Robert Half (RHI 0.16%) posted its latest earnings release shortly after the market closed on Tuesday, and the following day, its stock suffered a hangover. It closed down by nearly 6% in price on Wednesday, which was notable since the bellwether S&P 500 index traded sideways across that session.
One of the most durable and well-known companies in the staffing services industry, Robert Half, wasn't looking very impressive with its second-quarter numbers. It earned revenue of slightly under $1.64 billion and netted a profit of $106 million ($1 per share) under generally accepted accounting principles (GAAP) standards. Both were down from the second-quarter 2022 results of $1.86 billion and $176 million, respectively.
Compounding the twin declines, both headline figures failed to meet the average analyst estimates. Prognosticators following Robert Half were, on average, forecasting $1.69 billion on the top line and $1.13 per share for GAAP net income.
In the earnings release, Robert Half pointed the finger of blame at "elongated" hiring cycles by clients. This arose from widespread macroeconomic uncertainty. In such times, companies tend to be more hesitant to hire new workers.

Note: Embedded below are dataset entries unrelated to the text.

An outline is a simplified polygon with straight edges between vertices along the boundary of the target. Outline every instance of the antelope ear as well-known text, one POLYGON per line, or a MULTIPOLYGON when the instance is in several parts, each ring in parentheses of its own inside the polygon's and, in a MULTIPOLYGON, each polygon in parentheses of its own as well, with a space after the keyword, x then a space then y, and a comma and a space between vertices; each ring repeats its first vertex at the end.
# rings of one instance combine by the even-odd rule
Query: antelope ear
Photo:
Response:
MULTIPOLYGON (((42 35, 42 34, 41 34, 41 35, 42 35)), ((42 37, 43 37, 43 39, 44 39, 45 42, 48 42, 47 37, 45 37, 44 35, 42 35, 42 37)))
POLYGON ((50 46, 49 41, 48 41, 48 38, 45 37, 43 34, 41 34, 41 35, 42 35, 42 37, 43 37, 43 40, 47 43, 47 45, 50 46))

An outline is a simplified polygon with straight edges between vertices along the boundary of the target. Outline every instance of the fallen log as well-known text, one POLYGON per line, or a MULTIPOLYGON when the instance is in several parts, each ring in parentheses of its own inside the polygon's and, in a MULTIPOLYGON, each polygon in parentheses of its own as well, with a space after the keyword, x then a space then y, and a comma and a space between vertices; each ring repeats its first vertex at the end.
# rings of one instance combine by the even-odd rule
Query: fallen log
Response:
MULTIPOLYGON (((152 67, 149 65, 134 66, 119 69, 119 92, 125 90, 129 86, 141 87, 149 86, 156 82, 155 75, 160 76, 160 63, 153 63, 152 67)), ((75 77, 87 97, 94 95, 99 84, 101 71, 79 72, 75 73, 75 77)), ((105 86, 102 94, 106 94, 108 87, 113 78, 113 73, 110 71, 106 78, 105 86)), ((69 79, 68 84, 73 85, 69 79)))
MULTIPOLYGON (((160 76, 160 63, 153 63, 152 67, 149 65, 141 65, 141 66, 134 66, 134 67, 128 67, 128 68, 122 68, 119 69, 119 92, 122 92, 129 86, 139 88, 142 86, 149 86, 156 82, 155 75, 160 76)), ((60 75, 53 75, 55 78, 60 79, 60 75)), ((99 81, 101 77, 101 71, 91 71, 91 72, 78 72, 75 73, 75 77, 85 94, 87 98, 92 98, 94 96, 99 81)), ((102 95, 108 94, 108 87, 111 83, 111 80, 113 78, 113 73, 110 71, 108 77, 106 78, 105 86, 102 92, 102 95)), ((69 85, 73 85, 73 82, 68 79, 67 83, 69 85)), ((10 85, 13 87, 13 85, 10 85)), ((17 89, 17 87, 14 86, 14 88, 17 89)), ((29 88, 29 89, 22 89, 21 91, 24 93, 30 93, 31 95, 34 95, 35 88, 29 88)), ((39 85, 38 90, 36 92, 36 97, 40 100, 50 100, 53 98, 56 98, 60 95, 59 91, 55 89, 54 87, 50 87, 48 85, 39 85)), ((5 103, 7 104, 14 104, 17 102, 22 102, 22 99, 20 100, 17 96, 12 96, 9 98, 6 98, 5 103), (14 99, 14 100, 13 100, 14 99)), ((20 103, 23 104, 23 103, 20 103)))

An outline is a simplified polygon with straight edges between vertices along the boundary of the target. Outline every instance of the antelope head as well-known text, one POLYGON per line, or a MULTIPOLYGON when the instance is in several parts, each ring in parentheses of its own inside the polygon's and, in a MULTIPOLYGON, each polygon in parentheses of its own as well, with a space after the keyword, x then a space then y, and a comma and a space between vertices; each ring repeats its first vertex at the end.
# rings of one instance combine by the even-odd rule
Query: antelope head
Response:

Yet, Robert Half still managed to sound a bullish note or two about the current state of its business and its looming future.
It quoted CEO M. Keith Waddell as saying, "Pricing and gross margins remain strong, demonstrating the value-added benefit we deliver for our clients. We remain confident that we are well positioned to benefit significantly as the macro landscape improves."
The company did not, however, proffer guidance for future periods in the earnings release.